There is no other animal that’s been put to work and had a bigger impact on the course of New World history than the horse. They carried our founders to victory during the Revolutionary War, plowed our fields, pulled our wagons, and carried our ancestors to settle the western frontier. And until the last century, they served as the primary form of transportation in both rural America and major cities around the country like New York, Chicago, Cincinnati, Louisville, and Memphis.
It is because of this heritage that Americans view horses in their own moral category. The animal welfare movement itself was born out of concern over the mistreatment of carriage horses in major cities in the mid-1800s. They’ve been a constant in the animal protection conversation since then, and in the greater conversation on transportation as well. And they continue to be our companions and partners in both work and sport in 2021.
While we continue to work to end the slaughter of American equines, the abusive practice of soring Tennessee Walking Horses, the use of the whip and other abuses in horse racing, and to prevent wild horse and burro populations on federal lands from being roundup and incarcerated, there’s another issue that’s making headway in the 117th Congress, even as Congress’s work has been badly thrown off track due to COVID-19 and the aftermath of January 6th.
This week, the Horse Transportation Safety Act (HTSA) was reintroduced by U.S. Reps. Steve Cohen, (D-TN), Brian Fitzpatrick, (R-PA), Dina Titus, (D-NV), and more than 100 additional Members of the House. These leaders have long worked to better the lives of equines in across the nation. The HTSA cleared the House in July of last year and would ban the transportation of horses across state lines in ‘double-decker’ trucks or trailers containing two or more levels stacked on top of one another. The bill failed to move in the Senate in the 116th Congress, but there’s a new opportunity to achieve the new law with the 117th Congress now in session.

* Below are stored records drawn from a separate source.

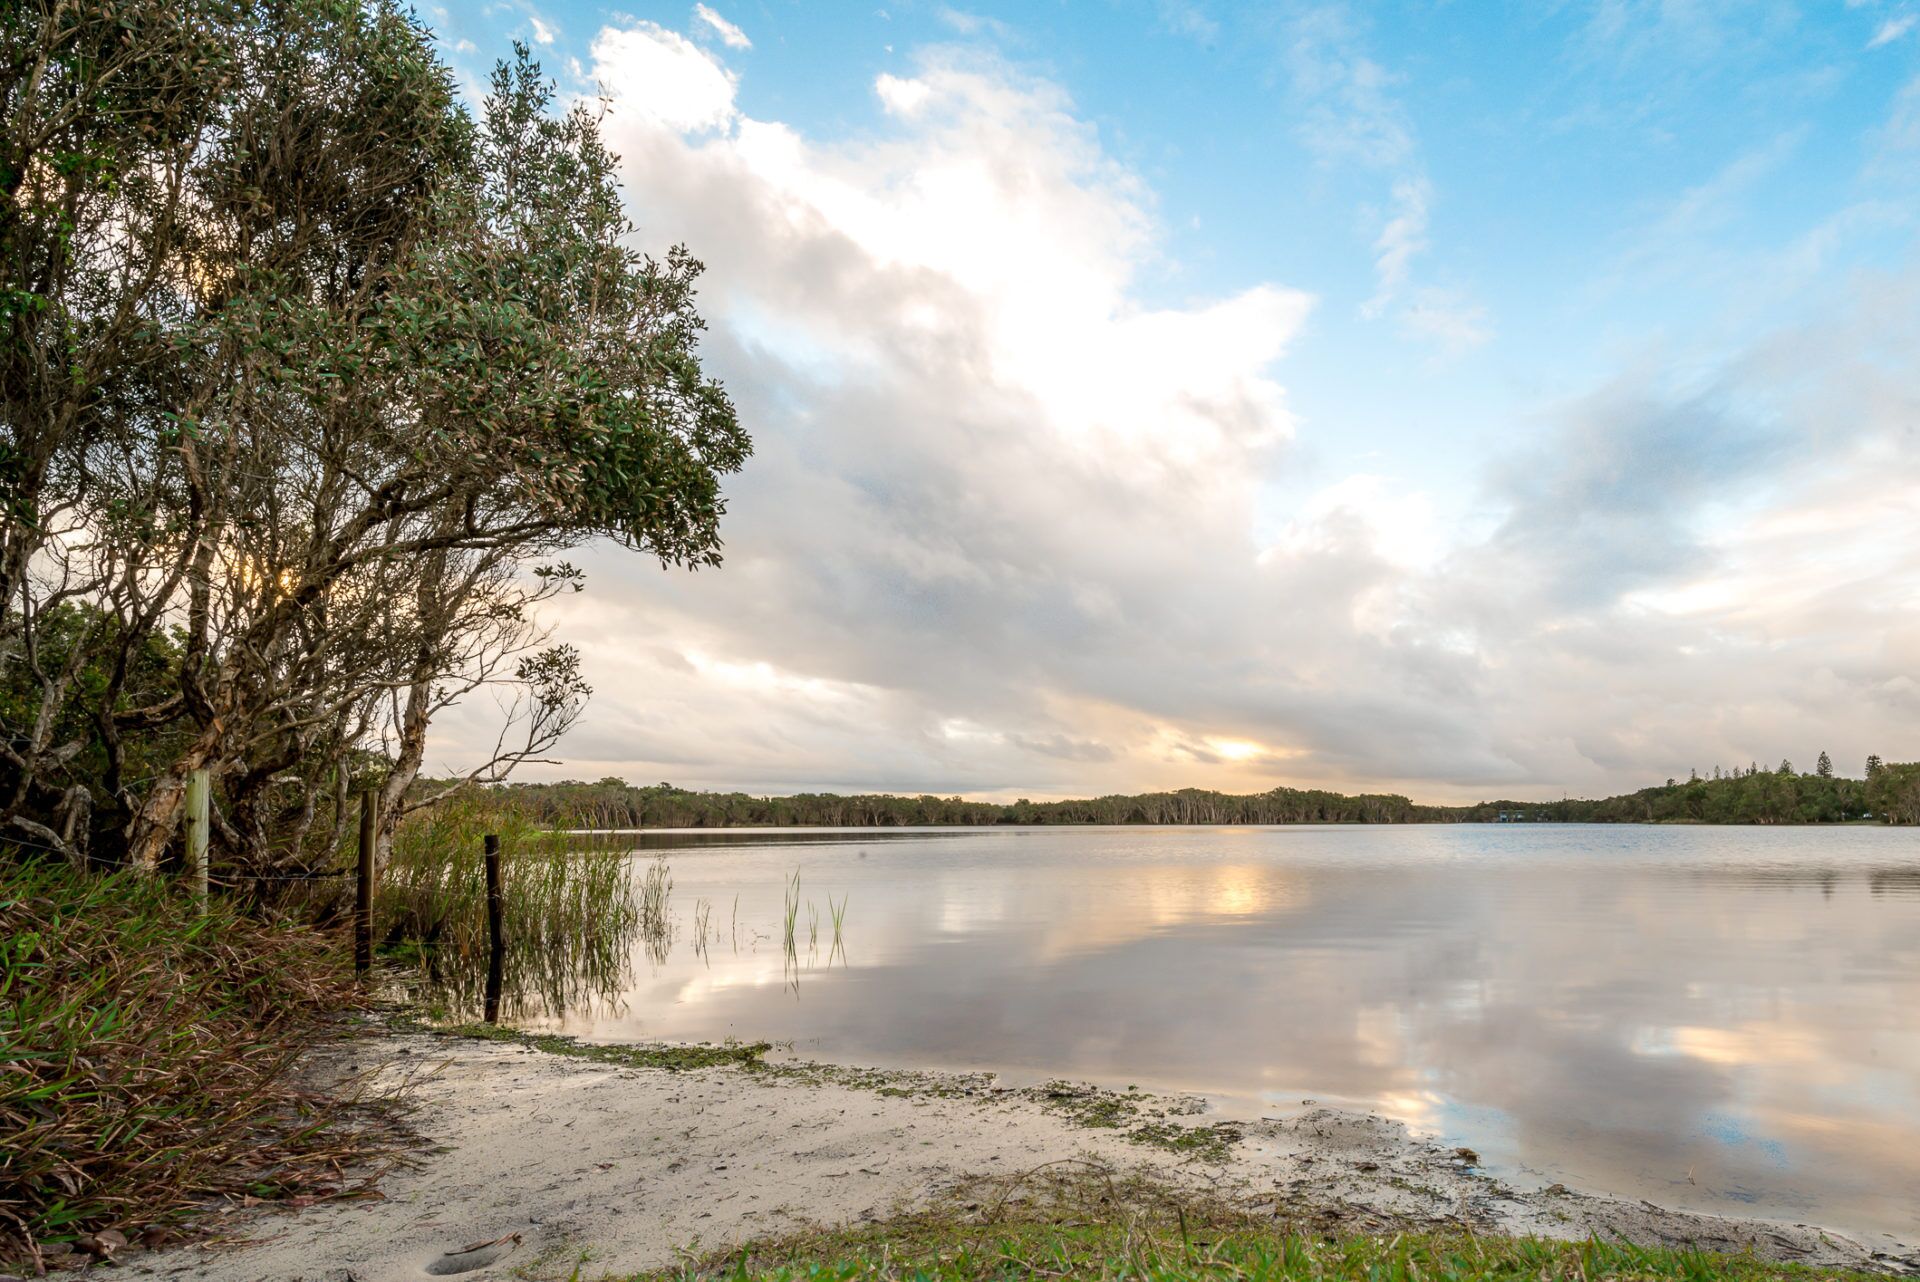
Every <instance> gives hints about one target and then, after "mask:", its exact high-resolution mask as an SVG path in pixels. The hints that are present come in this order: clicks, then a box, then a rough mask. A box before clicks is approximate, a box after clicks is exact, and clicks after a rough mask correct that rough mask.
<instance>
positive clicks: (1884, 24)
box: [1866, 13, 1920, 50]
mask: <svg viewBox="0 0 1920 1282" xmlns="http://www.w3.org/2000/svg"><path fill="white" fill-rule="evenodd" d="M1914 23H1920V15H1914V13H1901V15H1897V17H1889V19H1887V21H1884V23H1880V31H1876V33H1874V38H1872V40H1868V42H1866V48H1870V50H1876V48H1880V46H1882V44H1893V42H1895V40H1899V38H1901V36H1903V35H1907V33H1908V31H1912V29H1914Z"/></svg>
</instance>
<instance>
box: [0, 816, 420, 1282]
mask: <svg viewBox="0 0 1920 1282" xmlns="http://www.w3.org/2000/svg"><path fill="white" fill-rule="evenodd" d="M359 1004H361V998H359V996H357V986H355V983H353V975H351V965H349V950H348V948H346V946H344V942H342V940H340V938H334V937H328V935H321V933H317V931H311V929H301V927H292V925H273V923H261V921H257V919H252V917H246V915H242V914H238V912H234V908H232V906H230V904H227V902H225V900H221V898H215V900H213V904H211V906H209V908H207V912H205V914H202V912H200V910H198V908H196V906H194V904H192V902H190V900H188V898H186V896H184V894H177V892H175V890H173V887H169V885H167V883H161V881H154V879H142V877H136V875H132V873H117V875H108V877H100V875H83V873H75V871H69V869H65V867H52V866H27V864H15V862H8V858H6V856H4V854H0V1136H4V1142H0V1257H13V1259H25V1261H27V1263H29V1267H33V1265H36V1263H38V1257H40V1255H42V1251H46V1249H48V1247H58V1246H63V1244H73V1242H77V1240H88V1238H90V1236H92V1234H104V1232H108V1230H113V1232H117V1234H121V1236H123V1238H127V1240H146V1242H156V1240H167V1238H169V1236H173V1232H177V1228H179V1224H180V1223H182V1221H184V1219H186V1217H188V1215H190V1213H192V1211H196V1209H204V1207H205V1203H207V1199H215V1198H230V1199H296V1201H305V1199H323V1198H340V1196H353V1194H355V1192H365V1188H367V1182H363V1180H349V1178H346V1176H344V1175H342V1171H344V1169H348V1167H353V1165H355V1163H363V1161H367V1159H371V1157H374V1155H380V1153H388V1151H392V1148H390V1146H392V1140H394V1130H392V1128H388V1127H384V1123H382V1119H380V1117H376V1115H374V1111H371V1109H361V1107H355V1105H349V1104H344V1102H328V1100H323V1098H319V1096H315V1094H311V1092H307V1090H303V1088H301V1086H300V1082H298V1080H296V1075H294V1061H296V1059H298V1057H300V1056H301V1054H303V1052H307V1050H309V1048H313V1046H315V1044H319V1042H323V1040H326V1038H330V1036H334V1034H338V1033H340V1029H342V1025H340V1011H342V1009H351V1008H355V1006H359ZM386 1121H390V1119H386ZM92 1240H94V1242H102V1240H100V1238H92ZM111 1240H113V1238H106V1242H111Z"/></svg>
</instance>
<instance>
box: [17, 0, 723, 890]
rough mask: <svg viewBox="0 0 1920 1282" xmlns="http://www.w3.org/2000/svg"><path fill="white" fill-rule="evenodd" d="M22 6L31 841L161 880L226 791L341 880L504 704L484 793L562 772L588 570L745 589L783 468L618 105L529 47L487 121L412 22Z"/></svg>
mask: <svg viewBox="0 0 1920 1282" xmlns="http://www.w3.org/2000/svg"><path fill="white" fill-rule="evenodd" d="M96 8H98V12H100V13H98V15H96ZM0 23H4V25H0V36H4V40H6V52H8V54H10V61H8V67H4V69H0V102H4V104H8V117H6V127H4V129H6V134H4V144H0V146H4V148H6V154H4V157H0V159H4V165H0V175H4V177H6V180H8V182H12V184H13V188H15V190H12V192H10V196H12V203H0V253H4V269H6V273H8V274H6V280H4V282H0V284H4V292H0V299H8V301H6V307H8V313H6V317H4V319H6V322H8V324H10V326H12V328H13V345H12V347H10V349H8V353H6V357H0V361H6V365H0V380H4V401H0V413H4V420H6V426H8V436H6V441H8V447H6V453H4V459H0V464H4V478H6V501H8V510H10V520H8V524H6V543H4V545H0V553H4V555H0V587H4V595H0V664H4V670H0V689H4V691H8V695H6V700H4V706H0V714H4V716H6V724H4V727H0V729H4V737H0V829H8V827H10V829H13V833H25V835H31V837H33V839H36V841H40V843H42V844H52V846H56V848H63V850H67V852H69V856H77V854H79V850H81V846H84V844H86V841H88V837H92V839H94V841H96V843H98V846H100V850H98V854H100V856H102V858H108V860H121V858H127V860H131V862H134V864H138V866H146V867H152V866H154V864H156V862H157V860H159V856H161V852H163V850H165V848H167V846H169V843H171V841H173V837H175V833H177V827H179V814H180V798H182V793H184V783H186V777H188V775H190V773H192V772H194V770H200V768H207V770H211V772H213V775H215V800H217V806H215V831H217V843H219V848H221V852H223V854H225V856H228V858H234V860H238V862H242V864H248V866H253V867H259V866H265V864H271V862H276V860H292V858H303V856H301V848H303V846H305V844H309V843H307V835H309V833H315V843H313V844H317V846H319V848H323V850H324V848H328V846H330V841H332V835H338V833H340V831H342V825H344V823H346V821H348V818H349V791H351V789H353V787H361V785H365V783H374V785H380V787H382V791H384V795H386V798H388V802H390V804H388V814H390V819H392V818H394V816H397V814H399V810H401V808H403V806H405V804H413V802H415V800H419V798H415V796H413V783H415V777H417V772H419V764H420V752H422V750H424V737H426V727H428V724H430V720H432V716H434V714H436V712H438V710H442V708H445V706H447V704H449V702H451V700H455V699H459V697H463V695H468V693H472V691H476V689H480V687H484V685H503V687H507V689H511V691H513V697H511V699H509V704H511V708H513V712H511V714H509V729H507V733H503V735H501V739H499V743H497V745H495V748H493V752H492V756H490V758H488V760H486V762H482V764H480V766H476V770H474V772H472V777H474V779H501V777H505V773H507V772H509V770H513V766H515V764H518V762H522V760H528V758H532V756H538V754H541V752H545V750H547V748H549V747H551V745H553V741H555V739H557V737H559V735H561V733H564V729H566V727H568V725H570V724H572V722H574V718H578V714H580V708H582V706H584V700H586V697H588V693H589V691H588V685H586V681H584V677H582V674H580V666H578V656H576V654H574V653H572V651H568V649H566V647H553V645H549V643H547V641H549V639H547V637H545V633H543V629H541V628H540V626H538V622H536V616H534V606H538V605H540V601H543V599H545V597H549V595H553V593H557V591H576V589H578V587H580V574H578V572H576V570H572V568H570V566H566V564H564V562H553V557H555V555H559V553H564V549H568V547H572V545H576V543H580V541H584V539H593V537H607V539H612V541H616V543H622V545H626V547H630V549H634V551H639V553H645V555H651V557H655V558H659V560H660V562H662V564H672V566H687V568H699V566H714V564H718V562H720V537H718V522H720V516H722V514H724V509H726V505H724V499H722V495H720V480H722V476H726V474H730V472H733V470H737V468H739V466H741V463H743V461H745V457H747V453H749V447H751V443H749V439H747V436H745V432H743V430H741V428H739V422H737V418H735V415H733V407H732V403H730V401H728V397H726V393H724V390H722V388H720V386H718V384H714V382H712V380H708V378H707V376H705V374H703V370H701V363H699V357H697V340H699V332H701V328H703V326H701V319H699V315H697V311H695V296H693V284H695V280H697V276H699V273H701V265H699V263H697V261H695V259H693V257H691V255H687V253H685V251H684V249H674V251H672V253H668V255H666V257H664V259H659V261H657V259H649V257H643V255H639V253H636V251H634V249H630V248H628V244H626V242H628V236H630V232H632V226H630V225H628V221H626V219H624V215H622V205H620V194H618V186H616V182H614V157H612V155H611V154H609V152H607V150H605V148H603V146H601V140H599V129H597V119H595V117H593V113H589V111H586V109H576V111H572V113H564V115H555V111H553V94H551V88H549V84H547V83H545V81H543V79H541V77H540V71H538V67H536V65H534V63H532V61H530V59H528V56H526V52H524V50H518V54H516V59H515V63H511V65H503V67H501V69H499V73H497V75H495V79H493V92H492V94H490V98H488V102H486V107H484V111H482V115H480V119H478V121H476V119H472V117H470V115H468V113H467V111H465V109H463V107H461V106H459V102H457V98H455V92H453V86H451V77H449V73H447V71H445V69H444V67H442V65H440V63H438V61H436V59H434V56H432V38H430V35H428V33H426V31H424V29H422V27H420V25H419V23H417V21H415V19H413V17H411V15H407V13H401V12H399V10H397V8H394V6H392V4H388V2H384V0H380V2H374V4H369V6H361V4H332V2H328V0H252V2H250V0H221V2H219V4H215V2H211V0H202V2H194V0H188V2H186V4H173V6H171V8H169V6H163V4H159V2H157V0H127V4H117V6H73V4H50V2H48V4H42V6H27V8H21V6H12V8H10V10H8V15H6V17H4V19H0ZM129 48H132V50H159V54H152V56H148V54H146V52H142V54H129V52H125V50H129ZM123 86H129V88H123ZM75 175H77V177H75ZM157 637H167V639H169V645H167V647H157V649H156V639H157ZM81 814H84V816H86V819H84V821H79V819H77V816H81Z"/></svg>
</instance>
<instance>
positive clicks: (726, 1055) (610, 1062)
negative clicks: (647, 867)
mask: <svg viewBox="0 0 1920 1282" xmlns="http://www.w3.org/2000/svg"><path fill="white" fill-rule="evenodd" d="M422 1031H424V1033H432V1034H434V1036H463V1038H470V1040H476V1042H511V1044H515V1046H526V1048H528V1050H540V1052H545V1054H549V1056H566V1057H570V1059H591V1061H595V1063H616V1065H620V1067H628V1069H666V1071H668V1073H684V1071H687V1069H714V1067H726V1065H735V1067H756V1065H760V1063H762V1061H760V1057H762V1056H764V1054H766V1052H770V1050H774V1044H772V1042H753V1044H745V1042H735V1044H728V1046H612V1044H607V1042H582V1040H580V1038H574V1036H563V1034H559V1033H522V1031H520V1029H507V1027H503V1025H492V1023H461V1025H451V1027H422Z"/></svg>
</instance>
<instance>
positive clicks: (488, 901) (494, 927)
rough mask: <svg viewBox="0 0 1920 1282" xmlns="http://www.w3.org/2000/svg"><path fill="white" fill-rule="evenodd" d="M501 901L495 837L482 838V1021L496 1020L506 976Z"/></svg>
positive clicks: (504, 906)
mask: <svg viewBox="0 0 1920 1282" xmlns="http://www.w3.org/2000/svg"><path fill="white" fill-rule="evenodd" d="M503 915H505V904H503V902H501V894H499V837H495V835H493V833H488V837H486V942H488V958H486V1021H488V1023H499V990H501V983H503V981H505V977H507V940H505V921H503Z"/></svg>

‘Double decker’ trucks and trailers present tremendous transportation risks to both the horses on board and motorists sharing the state, federal and local roadways with them. Numerous crashes that have occurred along interstate highways have resulted in not only the deaths of the horses, but also innocent travelers. Even the U.S. Department of Agriculture has openly declared that these vehicles “do not provide adequate headroom for equines,” and that equines are far more likely to face injury in double-decker trailers than in one level trailers that can better transport them.
The Horse Transportation Safety Act is backed by nearly every major animal protection group in the country, including the Animal Welfare Institute, Animal Wellness Action, the Animal Wellness Foundation, the American Horse Protection Society, the Center for a Humane Economy, and the Horses for Life Foundation. Its leaders have a strong record in successfully advancing horse protection policies in the U.S. House with the passage of an $11 million wild horse spending amendment in 2020, and the passage of the U.S. Senator Joseph D. Tydings Memorial Prevent All Soring Tactics (PAST) Act in 2019. Reps. Cohen, Fitzpatrick, and Titus were also longtime cosponsors of the Horseracing Integrity and Safety Act that was signed into law in December and banned doping in Thoroughbred horseracing at tracks in the U.S.
Animal protection advocates should feel encouraged. Encouraged that in these trying times our country faces and amidst the violence, military presence, and political rhetoric that’s saturated Washington, D.C. in 2021, these Members of the House have been able to reach across the aisle and join together in pressing to effectuate change for the horses whose very backs this country was built upon.
The horses that have transported millions of Americans for centuries, themselves deserve to be transported in a humane manner while they continue to bring joy, emotional support, and economic benefits to horsemen and women across the nation, and Cohen, Fitzpatrick, Titus, and every Member of the House that co-sponsored the bill should be applauded for their persistence and dedication in helping the voiceless we care so deeply about.